Business domain (within the framework of software development) is a subject area that defines a set of standard requirements, special terminology and functionality (for example, entertainment, tourism and travel, or social services).
Also, market research intersects audience analysis. UX designers conduct it in the early stages of work. Starting with an interview, survey, or observation, segmenting the audience by user type. Creating personas (fictional personalities, images of future users) and thinking through a scenario for each of them. Why conduct such studies? Here is some more info about mobile game UX design.
What benefits will the designer get from this:
- Defines the primary and secondary tasks of users.
- Determine user motivation.
- Identifies common problems that users experience.
- Highlight priorities by user needs.
- Will form a collective portrait of the user.
- He will find the prerequisites for building an empathic connection.
Four rules for creating a user-friendly design
- Simplification of user interaction. When a user interacts with an application, he has a specific goal. And, as a rule, the less effort a user makes to achieve this goal, the better the user experience. A good example is the design of a linear path, where each step of the user is accompanied by the execution of only one action.

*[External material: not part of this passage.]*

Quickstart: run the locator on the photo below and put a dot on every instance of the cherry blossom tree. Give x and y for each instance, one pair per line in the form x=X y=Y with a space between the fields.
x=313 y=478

- Color as a functional element. The choice of color is driven not only by aesthetics, but also part of user interaction. Color is a tool for emphasizing the main thing. For example, designers can use colors to make a visual difference between different types of notifications.
- Dialog Design. Users often use only three applications, and at least one of them is a messenger. People love to talk. Therefore, chatbots and voice assistants, reinforced by artificial intelligence, have become trends in recent years.
- Emotional interaction. Even in the era of command-line interfaces, we used emoticons (emoticons) to convey our feelings to others. People tend to establish an emotional connection with all products used. As a result, when interacting with products, we expect reactions similar to human ones.
What are the similarities between design and marketing?
As a rule, marketers start from the created product and decide who should be the customers of the business. Designers do the opposite, first examine the client’s problem and create a solution for it – the product. What connects them is that design and marketing serve the goals of the business (product).
The marketer and designer set goals and achieve goals based on assessments, analysis and market research, specifics, relevance and audience. Designers have learned to be empathic, because in order to design an application, you need a lot of knowledge about the consumer and his behavior. The same is used by marketers to conduct a successful advertising campaign. The formula for success for a business is good design + good marketing. Marketing and design connects the business (product), namely forecasting the future response and experience, designing behavior, new experience and planning behavior based on existing models.